EXTERIOR: the Type 5223a/51 control towers were all built to a standard design comprising a central, two-storey tower built around a steel frame and surmounted by an octagonal steel-framed glazed visual control room which gives a 360 degree view. The tower is flanked by single-storey wings to the north and south (with an additional, slightly lower wing to the north) and has an entrance block adjoining the east of the tower. The building is built of light brown brick, with a plinth of dark red brick, laid in stretcher bond with concrete floors and roofs; that to the central tower having overhanging eaves.
The central tower is of three bays on the east and west elevations, the latter facing the runway.
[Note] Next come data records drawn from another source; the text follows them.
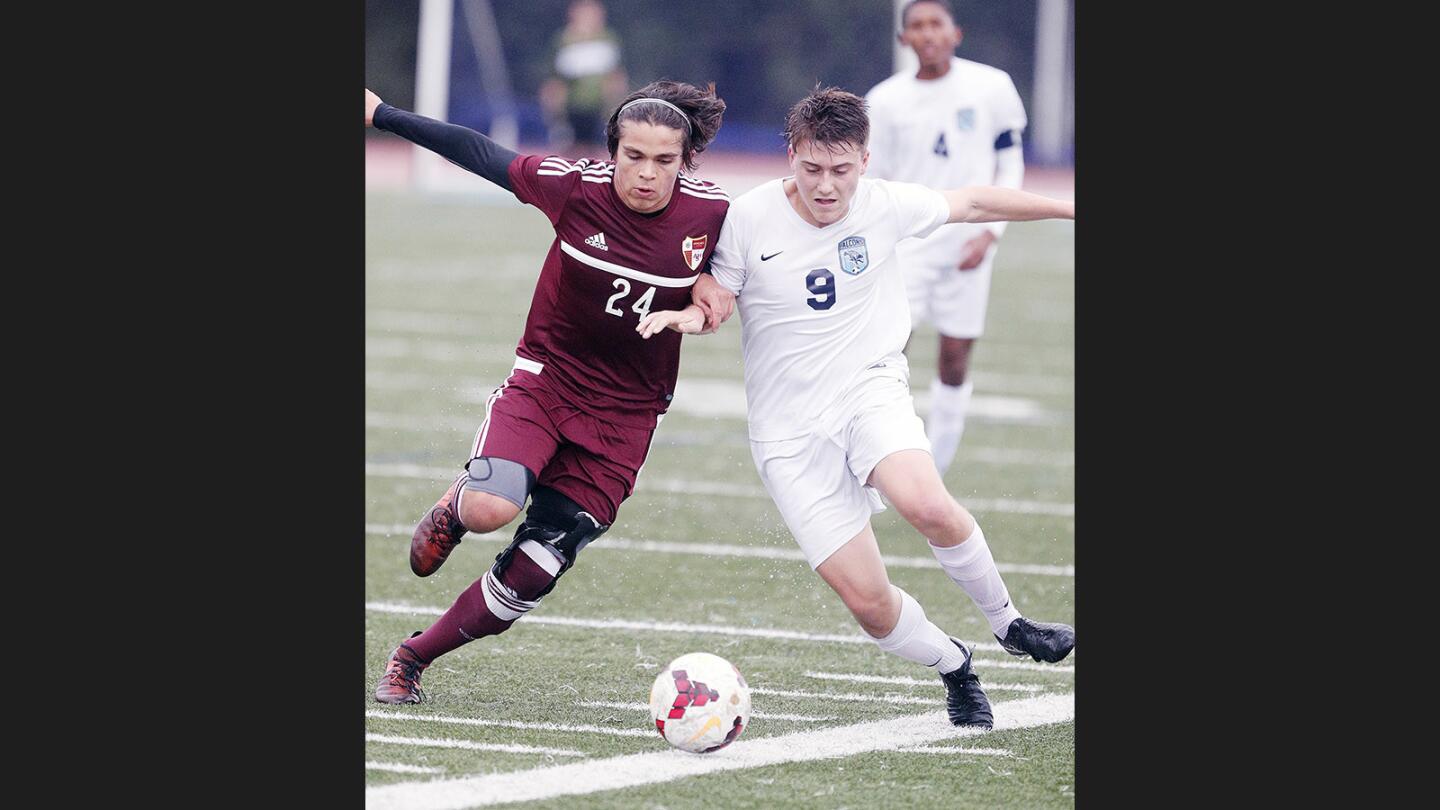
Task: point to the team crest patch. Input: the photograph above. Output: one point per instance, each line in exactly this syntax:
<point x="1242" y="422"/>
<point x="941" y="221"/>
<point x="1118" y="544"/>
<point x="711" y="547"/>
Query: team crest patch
<point x="854" y="258"/>
<point x="694" y="250"/>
The east elevation has a projecting central bay housing the stairwell which is lit by a large window. The flanking bays have windows in the upper floor and a ground floor window in the southern bay. On the western elevation the fenestration is regular with three windows to each floor. The north and south elevations of the tower have a pair of windows flanking glazed doors giving access to the flat roofs of the adjoining wings. The principal wings also have three window bays. All the original Crittall windows were replaced with sympathetic metal replacements in the early 2000s. The glazing to the observation platform is original. Surrounding the flat roofs of the tower and principal wings are the original metal railings. The main entrance, located to the rear of the northern wing, has a porch with a concrete canopy and piers and retains the original three-panel double doors and glazed internal doors.
INTERIOR: the control tower largely retains its original layout although; apart from the corridors, suspended ceilings have been introduced throughout. The main entrance at the rear of the northern wing gives on to a corridor which runs the length of the building. The northern wing contains two front rooms, one which housed GPO equipment and one the monitor room. At the rear of the wing was a rest room and female lavatory. The front half of the main tower was the radio equipment room, with officers' lavatory, signals workshop and staircase to the rear. The left wing contained ancillary rooms accessed from an external entrance. The rear of the wing contained the main medium voltage switchgear room, accessed via a steel door, and a roofless transformer enclosure with steel gates containing switchgear and transformer. The small wing to the south housed a ventilating plant room and pyro store.
In the tower, concrete stairs with metal banisters and a brass handrail lead to the first floor, originally largely occupied by the radar control room. Double doors give access onto the flat roofs of the east and west wings. The other first-floor rooms comprised a rest room and the Senior Air Traffic Control Officer’s (SATCO) office. A stairwell at the rear contains a steep steel ladder leading up to the rear of the visual control room. This retains its sound-proof tiles and under window wood-clad heating ducts.